Insights from industry

Small Angle X-Ray Scattering for Nanostructure Measurements

In August this year, Xenocs launched their new Nano-inXider SAXS instrument at the 23rd IUCr Congress in Montreal. In this interview, AZoNano spoke to Xenocs CEO Peter Høghøj and Executive Vice President Frédéric Bossan, about the revolutionary new instrument.

So the Nano-inXider was launched this summer – can you tell us what is new about this instrument?

Nano-inXider is compact and easy to use Small Angle X-ray Scattering (SAXS) equipment. SAXS is a powerful technique which allows you to access information about the nanostructure of materials, in the size range from about 1 nm up to beyond 150 nm.

In the Nano-inXider we can combine SAXS with WAXS, and thereby couple nanostructure data with information about the crystalline structure of materials. So it’s really a nice instrument, which complements other techniques such as electron beam microscopy or dynamic light scattering very well, in the field of nanomaterial analysis.

Nano-inXider | SAXS made easy | Xenocs

Can you tell us what the differences are between your existing SAXS/WAXS instrument, the Xeuss 2.0, and the Nano-inXider?

When we developed and launched the Xeuss 2.0, we were targeting very advanced customers looking for a high end solution, with a high degree of versatility.

We defined the Xeuss as the SAXS/WAXS “laboratory beamline”, bringing almost synchrotron-class measurement into the lab in terms of performance, and also in terms of versatility. The instrument was designed to allow the customers to really play with the machine, and to adapt it to the constraints of their application.

As we were promoting the Xeuss, talking to a lot of different people in the market, we realized that there is a need for another type of equipment, for a different type of customer.

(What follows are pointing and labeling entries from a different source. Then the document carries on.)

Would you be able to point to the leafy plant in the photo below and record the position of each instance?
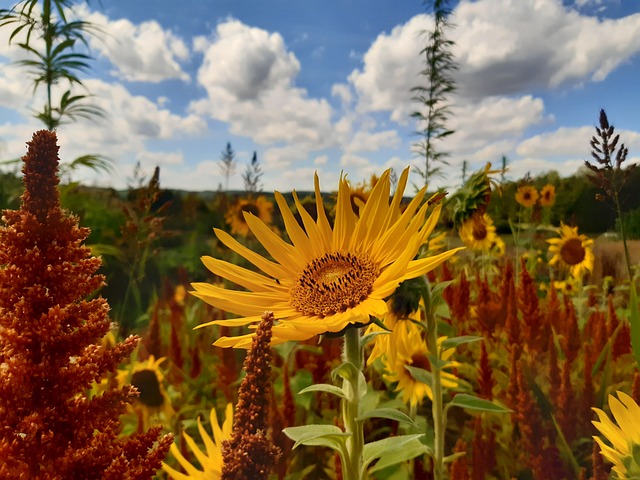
(439, 67)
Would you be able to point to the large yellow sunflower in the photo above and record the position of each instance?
(572, 251)
(210, 460)
(479, 233)
(329, 277)
(547, 195)
(527, 196)
(624, 437)
(260, 207)
(416, 354)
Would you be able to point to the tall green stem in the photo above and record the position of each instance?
(437, 410)
(352, 353)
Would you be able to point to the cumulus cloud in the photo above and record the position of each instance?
(530, 44)
(536, 44)
(249, 76)
(143, 52)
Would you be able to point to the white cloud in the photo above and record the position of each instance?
(249, 77)
(160, 158)
(536, 44)
(390, 70)
(529, 44)
(142, 52)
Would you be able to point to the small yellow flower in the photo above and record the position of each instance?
(211, 459)
(527, 196)
(624, 451)
(153, 405)
(479, 232)
(416, 354)
(235, 216)
(547, 195)
(572, 251)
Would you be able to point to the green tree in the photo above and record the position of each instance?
(56, 49)
(252, 174)
(227, 164)
(439, 68)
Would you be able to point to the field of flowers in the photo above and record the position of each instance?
(372, 332)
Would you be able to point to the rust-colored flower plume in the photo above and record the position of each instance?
(50, 351)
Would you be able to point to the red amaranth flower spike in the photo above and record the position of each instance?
(249, 454)
(50, 351)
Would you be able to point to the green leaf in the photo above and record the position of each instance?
(387, 446)
(453, 456)
(370, 336)
(634, 321)
(455, 342)
(420, 374)
(318, 436)
(324, 387)
(389, 413)
(471, 402)
(409, 451)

These customers are not really interested in playing with the hardware and having ultimate configurability, but are simply looking for a high performance solution which is easy to use.

On this basis, we developed the Nano-inXider, which we define as “SAXS made easy” – giving people access to SAXS capabilities right in their lab, without the need for users who are already experts in the technique.


Can you tell us some of the applications that are enabled with this type of instrument?

The SAXS technique addresses a lot of very exciting applications. I can only mention a few here, but some of the most exciting are things like polymers - we have customers that are looking at polymers under strain, with tensile stages in the instrument, or as a function of temperature.

We can also map the structure of polymers – which is great for determining the structure as a function of location within an injection molded polymer part, for example.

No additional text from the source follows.